More On AI Scribe Note Quality
Wait ... are AI scribes bad now?
In the same vein as some recent reality-check results for AI ambient scribes, this is another article embodying how the rose-colored glasses are finally coming off.
This is a report generated secondhand from a “national technology sprint” at the Veterans Health Administration in which 11 scribe vendors were put through their paces on five simulated case recordings. In this report, we see the modified PDQI-9 scores for the pooled cohort of AI scribe notes, as compared with scoring for a set of human clinician notes generated off the same recordings.
Humans win:
As with every study, there are quirks reducing internal and external validity. These are recordings of “simulated” patient encounters using standardized patients off an illness script, and the Hawthorne effect will bias the humans involved to write higher-quality notes than usual.

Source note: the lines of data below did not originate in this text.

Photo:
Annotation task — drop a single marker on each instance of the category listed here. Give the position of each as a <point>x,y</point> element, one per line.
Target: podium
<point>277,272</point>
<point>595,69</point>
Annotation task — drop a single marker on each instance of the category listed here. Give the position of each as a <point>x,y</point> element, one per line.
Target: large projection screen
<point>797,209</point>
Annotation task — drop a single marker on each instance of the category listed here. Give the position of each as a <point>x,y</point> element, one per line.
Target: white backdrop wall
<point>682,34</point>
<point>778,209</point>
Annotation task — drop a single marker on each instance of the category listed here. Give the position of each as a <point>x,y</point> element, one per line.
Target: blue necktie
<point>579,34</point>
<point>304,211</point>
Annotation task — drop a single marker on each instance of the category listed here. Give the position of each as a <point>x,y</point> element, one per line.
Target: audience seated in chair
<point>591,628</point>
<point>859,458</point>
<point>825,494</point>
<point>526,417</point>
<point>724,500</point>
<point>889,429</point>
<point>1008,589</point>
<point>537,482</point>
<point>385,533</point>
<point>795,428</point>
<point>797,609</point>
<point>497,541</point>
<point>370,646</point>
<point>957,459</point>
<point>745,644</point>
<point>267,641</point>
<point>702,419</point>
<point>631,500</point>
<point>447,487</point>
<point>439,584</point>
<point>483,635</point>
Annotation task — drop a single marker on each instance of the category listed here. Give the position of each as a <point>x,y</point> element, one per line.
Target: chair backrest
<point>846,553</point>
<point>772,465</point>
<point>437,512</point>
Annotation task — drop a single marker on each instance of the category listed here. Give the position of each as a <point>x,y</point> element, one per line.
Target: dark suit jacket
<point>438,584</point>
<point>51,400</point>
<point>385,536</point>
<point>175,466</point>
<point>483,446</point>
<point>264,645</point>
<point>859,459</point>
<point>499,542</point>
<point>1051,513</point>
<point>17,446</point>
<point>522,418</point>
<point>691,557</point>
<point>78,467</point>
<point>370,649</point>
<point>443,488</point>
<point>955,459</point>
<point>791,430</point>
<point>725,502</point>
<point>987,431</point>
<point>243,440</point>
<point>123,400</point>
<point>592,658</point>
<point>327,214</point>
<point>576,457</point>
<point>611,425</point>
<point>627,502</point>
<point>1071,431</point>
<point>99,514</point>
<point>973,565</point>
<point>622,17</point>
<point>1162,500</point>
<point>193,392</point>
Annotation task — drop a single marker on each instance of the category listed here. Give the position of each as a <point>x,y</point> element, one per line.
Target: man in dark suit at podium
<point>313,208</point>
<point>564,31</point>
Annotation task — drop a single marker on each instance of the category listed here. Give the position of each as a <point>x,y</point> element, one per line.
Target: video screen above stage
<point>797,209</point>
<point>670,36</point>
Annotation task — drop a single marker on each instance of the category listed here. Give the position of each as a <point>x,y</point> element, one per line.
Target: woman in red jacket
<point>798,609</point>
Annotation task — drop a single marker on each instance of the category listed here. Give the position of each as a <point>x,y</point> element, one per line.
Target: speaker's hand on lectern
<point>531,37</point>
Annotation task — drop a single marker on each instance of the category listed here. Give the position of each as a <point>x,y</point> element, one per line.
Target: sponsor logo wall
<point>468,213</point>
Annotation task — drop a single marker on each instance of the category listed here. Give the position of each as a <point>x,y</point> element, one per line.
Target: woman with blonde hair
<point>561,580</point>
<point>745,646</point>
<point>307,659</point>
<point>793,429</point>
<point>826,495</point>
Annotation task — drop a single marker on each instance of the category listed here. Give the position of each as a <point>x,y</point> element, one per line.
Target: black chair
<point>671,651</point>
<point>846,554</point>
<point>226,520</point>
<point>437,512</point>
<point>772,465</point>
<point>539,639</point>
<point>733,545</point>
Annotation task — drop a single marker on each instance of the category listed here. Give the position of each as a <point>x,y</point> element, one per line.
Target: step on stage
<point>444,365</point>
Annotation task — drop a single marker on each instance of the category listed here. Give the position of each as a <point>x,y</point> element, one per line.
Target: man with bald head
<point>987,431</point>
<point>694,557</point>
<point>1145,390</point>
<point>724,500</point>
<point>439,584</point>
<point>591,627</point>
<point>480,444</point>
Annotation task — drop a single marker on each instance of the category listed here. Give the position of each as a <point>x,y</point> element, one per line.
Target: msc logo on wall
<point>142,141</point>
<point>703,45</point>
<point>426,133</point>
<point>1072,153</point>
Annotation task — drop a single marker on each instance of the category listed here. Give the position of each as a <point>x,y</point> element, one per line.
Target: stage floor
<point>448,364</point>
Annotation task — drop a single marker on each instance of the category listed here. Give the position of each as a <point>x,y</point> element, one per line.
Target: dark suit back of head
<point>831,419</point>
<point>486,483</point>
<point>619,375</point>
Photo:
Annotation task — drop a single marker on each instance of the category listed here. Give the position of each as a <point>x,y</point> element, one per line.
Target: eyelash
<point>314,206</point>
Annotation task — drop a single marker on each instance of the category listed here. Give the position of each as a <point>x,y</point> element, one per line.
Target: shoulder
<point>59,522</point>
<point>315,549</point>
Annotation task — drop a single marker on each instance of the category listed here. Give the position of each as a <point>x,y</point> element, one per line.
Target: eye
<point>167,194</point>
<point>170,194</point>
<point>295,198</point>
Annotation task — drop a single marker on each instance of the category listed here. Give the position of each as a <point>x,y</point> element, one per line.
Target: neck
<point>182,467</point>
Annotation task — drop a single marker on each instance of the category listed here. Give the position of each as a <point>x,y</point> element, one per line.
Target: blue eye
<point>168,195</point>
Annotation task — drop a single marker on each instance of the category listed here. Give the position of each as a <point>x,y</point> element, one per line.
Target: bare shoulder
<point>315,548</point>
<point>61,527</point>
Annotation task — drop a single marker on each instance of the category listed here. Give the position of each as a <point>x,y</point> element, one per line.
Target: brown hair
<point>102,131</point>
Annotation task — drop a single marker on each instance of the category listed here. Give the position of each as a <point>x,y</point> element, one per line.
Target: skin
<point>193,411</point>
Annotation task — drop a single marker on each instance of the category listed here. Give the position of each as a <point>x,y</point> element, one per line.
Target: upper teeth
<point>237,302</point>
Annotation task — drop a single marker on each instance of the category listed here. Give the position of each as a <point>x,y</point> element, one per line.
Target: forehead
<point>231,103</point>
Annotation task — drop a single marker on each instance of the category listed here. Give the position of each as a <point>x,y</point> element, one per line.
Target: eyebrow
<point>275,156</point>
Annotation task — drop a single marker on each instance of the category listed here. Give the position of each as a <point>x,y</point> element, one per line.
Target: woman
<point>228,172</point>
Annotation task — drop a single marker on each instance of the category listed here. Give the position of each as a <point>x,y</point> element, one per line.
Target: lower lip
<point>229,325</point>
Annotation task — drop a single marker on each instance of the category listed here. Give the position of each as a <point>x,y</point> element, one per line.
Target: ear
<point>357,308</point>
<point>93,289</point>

However, there are some other interesting observations: one of the encounters had a fair bit of background noise, while in another encounter both the patient and clinician were wearing masks. The ambient scribes performed the worst on these, further demonstrating the need for pristine audio to minimize transcription degradation.
AI ambient scribes are not as magical as the vendors would have you believe, but they’re also not as terrible as some evaluations might show. They’re simply tools requiring experience and adaptation in order to maximize their capability and value, and their incremental benefit is not evenly distributed.